This is a cover letter, not a resume
As you may have learned from reading some of our resume advice, a resume needs to be a one-page, to the point document that includes bullet pointed fragments demonstrating your most impressive accomplishments at a job. It’s pretty limiting. That’s where the cover letter steps in. The cover letter is not for you to simply regurgitate what you’ve already written on your resume, but offers the use complete sentences that fully encapsulate the specific details of your accomplishments that were restricted on your resume.
Don’t be self-centered
In essence, the cover letter is not about you, it’s about what you can do and how that will benefit the company. Nobody cares how awesome you are on your own; they care about how awesome you would be working for them.

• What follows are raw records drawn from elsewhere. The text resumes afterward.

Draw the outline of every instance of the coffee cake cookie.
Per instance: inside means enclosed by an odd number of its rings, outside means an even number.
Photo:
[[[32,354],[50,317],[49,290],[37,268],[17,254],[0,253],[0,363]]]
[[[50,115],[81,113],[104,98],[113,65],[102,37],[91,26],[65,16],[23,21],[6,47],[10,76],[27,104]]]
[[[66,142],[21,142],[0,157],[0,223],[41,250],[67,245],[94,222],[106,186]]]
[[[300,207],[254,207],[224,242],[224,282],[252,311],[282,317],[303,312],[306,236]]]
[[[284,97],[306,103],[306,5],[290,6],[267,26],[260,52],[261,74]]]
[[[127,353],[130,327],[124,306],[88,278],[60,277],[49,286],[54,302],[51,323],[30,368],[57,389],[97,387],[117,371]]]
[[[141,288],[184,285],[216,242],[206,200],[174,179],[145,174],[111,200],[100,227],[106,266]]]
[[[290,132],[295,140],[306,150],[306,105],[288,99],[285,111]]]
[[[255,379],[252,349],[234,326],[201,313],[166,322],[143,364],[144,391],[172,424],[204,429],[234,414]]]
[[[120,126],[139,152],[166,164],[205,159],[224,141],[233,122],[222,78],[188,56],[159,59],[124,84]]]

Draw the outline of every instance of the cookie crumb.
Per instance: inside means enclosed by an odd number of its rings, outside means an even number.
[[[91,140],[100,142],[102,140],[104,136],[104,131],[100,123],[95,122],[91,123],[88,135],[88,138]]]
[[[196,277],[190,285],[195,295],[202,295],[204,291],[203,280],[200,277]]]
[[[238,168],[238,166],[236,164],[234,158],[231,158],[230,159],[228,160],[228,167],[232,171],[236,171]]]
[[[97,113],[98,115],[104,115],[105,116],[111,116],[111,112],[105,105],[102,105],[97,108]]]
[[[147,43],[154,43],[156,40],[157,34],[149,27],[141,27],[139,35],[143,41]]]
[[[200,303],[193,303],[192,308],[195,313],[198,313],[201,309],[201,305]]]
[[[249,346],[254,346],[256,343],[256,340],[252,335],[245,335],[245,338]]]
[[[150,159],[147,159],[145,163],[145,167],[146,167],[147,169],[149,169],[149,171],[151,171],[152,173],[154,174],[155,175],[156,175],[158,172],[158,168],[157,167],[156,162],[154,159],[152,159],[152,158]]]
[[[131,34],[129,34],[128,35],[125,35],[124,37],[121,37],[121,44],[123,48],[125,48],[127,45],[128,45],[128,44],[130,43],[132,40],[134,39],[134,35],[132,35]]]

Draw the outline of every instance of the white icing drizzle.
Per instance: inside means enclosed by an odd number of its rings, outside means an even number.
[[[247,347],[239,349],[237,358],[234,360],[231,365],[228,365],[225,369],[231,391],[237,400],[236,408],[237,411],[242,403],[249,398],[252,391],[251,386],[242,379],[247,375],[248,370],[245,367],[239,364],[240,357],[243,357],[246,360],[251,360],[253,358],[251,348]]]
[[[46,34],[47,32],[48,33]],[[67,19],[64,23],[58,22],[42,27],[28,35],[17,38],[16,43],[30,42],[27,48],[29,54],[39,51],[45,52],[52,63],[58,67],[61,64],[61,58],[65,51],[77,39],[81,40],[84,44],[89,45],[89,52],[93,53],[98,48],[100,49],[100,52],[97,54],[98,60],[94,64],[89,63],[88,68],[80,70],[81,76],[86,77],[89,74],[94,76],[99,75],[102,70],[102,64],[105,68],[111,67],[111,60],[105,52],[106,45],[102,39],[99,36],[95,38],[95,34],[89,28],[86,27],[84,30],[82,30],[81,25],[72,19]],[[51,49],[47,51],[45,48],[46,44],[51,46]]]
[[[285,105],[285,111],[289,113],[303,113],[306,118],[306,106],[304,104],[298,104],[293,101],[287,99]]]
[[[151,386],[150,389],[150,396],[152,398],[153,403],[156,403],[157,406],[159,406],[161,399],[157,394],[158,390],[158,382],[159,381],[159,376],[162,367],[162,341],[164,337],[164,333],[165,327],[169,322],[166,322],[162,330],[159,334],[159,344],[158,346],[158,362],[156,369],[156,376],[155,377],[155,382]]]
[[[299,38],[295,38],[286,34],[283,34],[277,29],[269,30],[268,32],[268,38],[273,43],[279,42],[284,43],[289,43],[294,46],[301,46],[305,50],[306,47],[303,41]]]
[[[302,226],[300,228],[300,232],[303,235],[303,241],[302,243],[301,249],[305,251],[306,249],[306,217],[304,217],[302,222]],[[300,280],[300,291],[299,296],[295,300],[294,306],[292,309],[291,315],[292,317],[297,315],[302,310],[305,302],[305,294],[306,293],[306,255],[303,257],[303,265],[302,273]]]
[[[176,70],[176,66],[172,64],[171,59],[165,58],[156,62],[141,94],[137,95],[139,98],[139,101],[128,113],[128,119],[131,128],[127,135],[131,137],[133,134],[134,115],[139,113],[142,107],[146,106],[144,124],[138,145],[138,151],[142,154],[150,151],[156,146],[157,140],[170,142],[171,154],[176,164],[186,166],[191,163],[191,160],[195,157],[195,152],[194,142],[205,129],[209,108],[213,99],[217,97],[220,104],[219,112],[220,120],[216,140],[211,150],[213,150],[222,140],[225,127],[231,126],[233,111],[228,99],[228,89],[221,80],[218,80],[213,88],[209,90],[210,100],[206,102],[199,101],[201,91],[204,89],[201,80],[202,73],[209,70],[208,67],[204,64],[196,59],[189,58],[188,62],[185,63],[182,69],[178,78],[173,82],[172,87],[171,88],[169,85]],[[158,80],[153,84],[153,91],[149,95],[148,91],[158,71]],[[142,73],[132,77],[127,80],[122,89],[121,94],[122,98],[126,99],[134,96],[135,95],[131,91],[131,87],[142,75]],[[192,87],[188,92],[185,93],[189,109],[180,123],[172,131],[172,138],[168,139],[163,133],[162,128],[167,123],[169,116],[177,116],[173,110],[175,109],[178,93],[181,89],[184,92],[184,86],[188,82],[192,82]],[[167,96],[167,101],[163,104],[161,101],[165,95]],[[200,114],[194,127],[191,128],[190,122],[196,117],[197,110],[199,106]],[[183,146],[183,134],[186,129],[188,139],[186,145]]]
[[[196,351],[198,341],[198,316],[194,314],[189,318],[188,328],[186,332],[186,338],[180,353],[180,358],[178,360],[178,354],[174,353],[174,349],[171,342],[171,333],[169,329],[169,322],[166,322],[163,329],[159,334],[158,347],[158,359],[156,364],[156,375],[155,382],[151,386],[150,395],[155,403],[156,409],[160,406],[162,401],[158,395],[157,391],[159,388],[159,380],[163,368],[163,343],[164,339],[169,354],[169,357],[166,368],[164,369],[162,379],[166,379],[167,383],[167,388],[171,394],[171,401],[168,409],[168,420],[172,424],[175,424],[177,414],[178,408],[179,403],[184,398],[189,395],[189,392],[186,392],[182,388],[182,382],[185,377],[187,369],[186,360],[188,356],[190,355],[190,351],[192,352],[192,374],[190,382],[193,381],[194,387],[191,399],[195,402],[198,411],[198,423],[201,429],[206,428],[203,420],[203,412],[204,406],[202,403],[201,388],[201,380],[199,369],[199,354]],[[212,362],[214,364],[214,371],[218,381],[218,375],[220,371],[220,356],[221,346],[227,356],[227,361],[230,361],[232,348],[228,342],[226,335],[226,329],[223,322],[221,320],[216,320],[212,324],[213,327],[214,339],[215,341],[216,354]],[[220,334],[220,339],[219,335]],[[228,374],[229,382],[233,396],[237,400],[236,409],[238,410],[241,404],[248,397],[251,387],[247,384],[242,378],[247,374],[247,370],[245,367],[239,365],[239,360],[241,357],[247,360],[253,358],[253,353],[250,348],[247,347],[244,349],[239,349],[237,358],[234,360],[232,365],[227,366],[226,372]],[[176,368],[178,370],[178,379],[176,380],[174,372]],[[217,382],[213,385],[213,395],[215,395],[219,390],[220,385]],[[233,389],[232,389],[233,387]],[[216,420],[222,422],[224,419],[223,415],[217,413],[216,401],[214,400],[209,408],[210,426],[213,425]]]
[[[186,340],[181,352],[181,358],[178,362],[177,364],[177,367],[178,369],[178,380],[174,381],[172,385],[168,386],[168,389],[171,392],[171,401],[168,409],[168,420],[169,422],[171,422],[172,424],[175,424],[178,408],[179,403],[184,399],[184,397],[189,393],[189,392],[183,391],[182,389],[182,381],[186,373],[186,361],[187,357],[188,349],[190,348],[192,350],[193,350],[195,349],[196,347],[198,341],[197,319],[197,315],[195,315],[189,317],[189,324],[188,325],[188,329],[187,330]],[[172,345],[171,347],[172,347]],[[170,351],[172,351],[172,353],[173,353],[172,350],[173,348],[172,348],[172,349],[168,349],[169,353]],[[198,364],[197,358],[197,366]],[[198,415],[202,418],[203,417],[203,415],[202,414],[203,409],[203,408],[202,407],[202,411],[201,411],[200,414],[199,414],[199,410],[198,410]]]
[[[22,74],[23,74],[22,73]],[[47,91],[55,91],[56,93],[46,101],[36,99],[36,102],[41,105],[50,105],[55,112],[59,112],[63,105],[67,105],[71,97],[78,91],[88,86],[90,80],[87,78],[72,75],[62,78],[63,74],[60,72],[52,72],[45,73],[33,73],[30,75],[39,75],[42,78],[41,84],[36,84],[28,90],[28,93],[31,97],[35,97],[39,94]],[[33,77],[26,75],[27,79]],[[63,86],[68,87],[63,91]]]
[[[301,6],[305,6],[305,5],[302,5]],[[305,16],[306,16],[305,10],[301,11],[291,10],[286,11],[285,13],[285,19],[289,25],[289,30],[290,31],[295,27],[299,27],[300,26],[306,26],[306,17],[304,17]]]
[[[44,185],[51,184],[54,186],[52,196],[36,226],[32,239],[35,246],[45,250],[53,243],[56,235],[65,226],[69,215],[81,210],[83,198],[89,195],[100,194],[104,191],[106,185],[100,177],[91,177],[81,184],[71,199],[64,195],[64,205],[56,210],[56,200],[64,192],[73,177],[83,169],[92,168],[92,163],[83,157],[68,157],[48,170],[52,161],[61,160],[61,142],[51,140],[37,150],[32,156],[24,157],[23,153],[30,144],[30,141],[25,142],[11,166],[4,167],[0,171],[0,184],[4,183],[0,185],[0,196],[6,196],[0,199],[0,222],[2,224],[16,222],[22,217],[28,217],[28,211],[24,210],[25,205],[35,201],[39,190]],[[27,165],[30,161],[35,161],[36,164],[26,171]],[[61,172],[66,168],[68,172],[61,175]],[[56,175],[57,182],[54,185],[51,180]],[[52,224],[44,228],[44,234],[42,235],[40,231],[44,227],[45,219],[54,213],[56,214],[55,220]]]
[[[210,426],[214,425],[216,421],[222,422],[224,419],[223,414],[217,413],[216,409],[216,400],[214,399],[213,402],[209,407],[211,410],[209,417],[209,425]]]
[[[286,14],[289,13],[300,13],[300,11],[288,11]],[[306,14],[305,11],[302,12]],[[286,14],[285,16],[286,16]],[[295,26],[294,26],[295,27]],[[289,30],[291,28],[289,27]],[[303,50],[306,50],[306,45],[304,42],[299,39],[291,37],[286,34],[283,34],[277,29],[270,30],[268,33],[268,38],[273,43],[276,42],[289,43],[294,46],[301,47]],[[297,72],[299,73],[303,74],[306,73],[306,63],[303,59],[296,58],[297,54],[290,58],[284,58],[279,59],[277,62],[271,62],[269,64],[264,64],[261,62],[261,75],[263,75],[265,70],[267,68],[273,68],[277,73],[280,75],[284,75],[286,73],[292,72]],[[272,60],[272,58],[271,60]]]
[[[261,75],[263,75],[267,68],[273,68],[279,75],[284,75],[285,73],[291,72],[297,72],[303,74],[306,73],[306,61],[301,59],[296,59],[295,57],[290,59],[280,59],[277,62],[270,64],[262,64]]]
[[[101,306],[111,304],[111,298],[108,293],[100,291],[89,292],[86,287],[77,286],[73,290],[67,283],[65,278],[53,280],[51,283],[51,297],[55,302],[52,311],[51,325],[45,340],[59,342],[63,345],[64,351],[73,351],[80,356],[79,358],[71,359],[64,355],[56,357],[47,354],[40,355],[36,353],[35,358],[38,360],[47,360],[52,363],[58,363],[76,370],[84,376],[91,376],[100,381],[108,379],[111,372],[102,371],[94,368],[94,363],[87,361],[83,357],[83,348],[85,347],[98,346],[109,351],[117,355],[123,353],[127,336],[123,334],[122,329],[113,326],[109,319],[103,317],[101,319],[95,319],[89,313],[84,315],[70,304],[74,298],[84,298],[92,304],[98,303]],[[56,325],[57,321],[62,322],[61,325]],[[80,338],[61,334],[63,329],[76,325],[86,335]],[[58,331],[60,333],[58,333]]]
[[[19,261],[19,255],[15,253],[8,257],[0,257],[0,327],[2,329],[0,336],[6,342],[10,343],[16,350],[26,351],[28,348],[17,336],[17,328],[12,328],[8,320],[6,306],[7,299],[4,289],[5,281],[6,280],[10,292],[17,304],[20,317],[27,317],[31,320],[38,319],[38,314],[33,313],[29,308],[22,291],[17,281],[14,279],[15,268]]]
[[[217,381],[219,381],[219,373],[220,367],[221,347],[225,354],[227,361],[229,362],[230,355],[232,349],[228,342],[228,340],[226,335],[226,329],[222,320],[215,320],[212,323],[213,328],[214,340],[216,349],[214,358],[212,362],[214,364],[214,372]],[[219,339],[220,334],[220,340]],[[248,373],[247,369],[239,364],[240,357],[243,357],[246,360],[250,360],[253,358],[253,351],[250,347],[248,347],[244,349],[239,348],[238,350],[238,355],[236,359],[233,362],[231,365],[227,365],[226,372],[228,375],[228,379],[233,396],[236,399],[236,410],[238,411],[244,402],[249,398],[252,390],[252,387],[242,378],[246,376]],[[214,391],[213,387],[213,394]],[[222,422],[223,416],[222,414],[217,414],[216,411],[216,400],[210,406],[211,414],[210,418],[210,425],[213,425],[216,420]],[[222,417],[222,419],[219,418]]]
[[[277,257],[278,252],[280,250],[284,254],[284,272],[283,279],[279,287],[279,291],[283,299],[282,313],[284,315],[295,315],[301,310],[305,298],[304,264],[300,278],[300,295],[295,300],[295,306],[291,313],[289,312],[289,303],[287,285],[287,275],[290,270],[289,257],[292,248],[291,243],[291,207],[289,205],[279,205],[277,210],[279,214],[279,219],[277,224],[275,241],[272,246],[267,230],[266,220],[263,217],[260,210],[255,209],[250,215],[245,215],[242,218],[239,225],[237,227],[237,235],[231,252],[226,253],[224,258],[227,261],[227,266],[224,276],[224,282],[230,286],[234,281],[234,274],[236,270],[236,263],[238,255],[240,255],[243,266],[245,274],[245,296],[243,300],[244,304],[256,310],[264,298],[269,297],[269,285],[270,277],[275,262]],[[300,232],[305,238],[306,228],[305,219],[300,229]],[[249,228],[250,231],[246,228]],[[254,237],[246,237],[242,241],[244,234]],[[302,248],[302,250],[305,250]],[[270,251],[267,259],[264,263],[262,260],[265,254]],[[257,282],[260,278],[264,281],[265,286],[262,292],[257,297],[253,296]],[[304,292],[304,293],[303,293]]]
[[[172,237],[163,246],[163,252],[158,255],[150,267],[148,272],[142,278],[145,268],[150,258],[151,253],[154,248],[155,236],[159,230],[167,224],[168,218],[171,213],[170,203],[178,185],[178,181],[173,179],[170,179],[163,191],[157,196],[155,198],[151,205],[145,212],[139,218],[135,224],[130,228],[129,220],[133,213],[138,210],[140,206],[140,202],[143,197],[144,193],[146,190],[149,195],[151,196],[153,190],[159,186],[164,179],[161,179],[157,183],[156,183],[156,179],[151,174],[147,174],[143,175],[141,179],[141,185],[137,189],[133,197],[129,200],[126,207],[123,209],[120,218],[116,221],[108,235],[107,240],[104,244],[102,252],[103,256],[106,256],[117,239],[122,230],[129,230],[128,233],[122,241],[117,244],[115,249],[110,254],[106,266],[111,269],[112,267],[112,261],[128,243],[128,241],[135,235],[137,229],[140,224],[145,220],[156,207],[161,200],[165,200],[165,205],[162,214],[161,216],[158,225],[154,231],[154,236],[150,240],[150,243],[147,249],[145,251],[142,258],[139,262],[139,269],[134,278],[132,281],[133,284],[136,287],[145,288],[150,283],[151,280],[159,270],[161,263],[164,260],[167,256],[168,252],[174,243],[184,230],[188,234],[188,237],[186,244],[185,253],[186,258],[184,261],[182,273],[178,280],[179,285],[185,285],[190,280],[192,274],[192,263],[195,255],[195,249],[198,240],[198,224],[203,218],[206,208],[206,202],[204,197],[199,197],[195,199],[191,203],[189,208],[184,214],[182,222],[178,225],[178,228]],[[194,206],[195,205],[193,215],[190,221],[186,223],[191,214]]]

Do this by demonstrating what you’re capable of and how that correlates to the job description and expected delivery.
In our blog post How To Make Your Cover Letter Memorable, we explain how sharing a story instead of iterating the same old same old can make your cover letter stand out. What ties do you have the company? Have you been ogling over Chanel ever since you first spotted that metallic blue wallet with an embroidered bow way back in your middle school days? Is Vogue your bible? Sharing a unique and individual story makes your cover letter remembered instead of trashed. Caution: keep it concise. It’s still a cover letter, not your autobiography.
Crunch some numbers
You know how people say actions speak louder than words? Scratch that – numbers speak the loudest! Quantifying your success makes your achievements easily digestible to the eye of the reader. If you’re a social media intern, include the amount of followers you’ve acquired since you started. If you’re an editorial intern, include how many articles you’ve written and the size of the audience it reached. Almost every quality has a quantity.
Ever think of giving your cover letter a headline? Sounds weird, right? This isn’t an English essay… But it turns out this formatting idea is an excellent way to catch an interviewer’s eye and encapsulate the key message of your letter.
Get to it already!
Short. Sweet. And to the point. Keep your cover letter to half a page, max. Put yourself in the interviewer’s shoes; would you really like to read tens of full page letters? Ensure your’s is fully read by embracing brevity.
Please don’t start your cover letter with “My name is __, and…” Don’t.. Just don’t… Your name is on your resume, remember? Get down to business and land the job.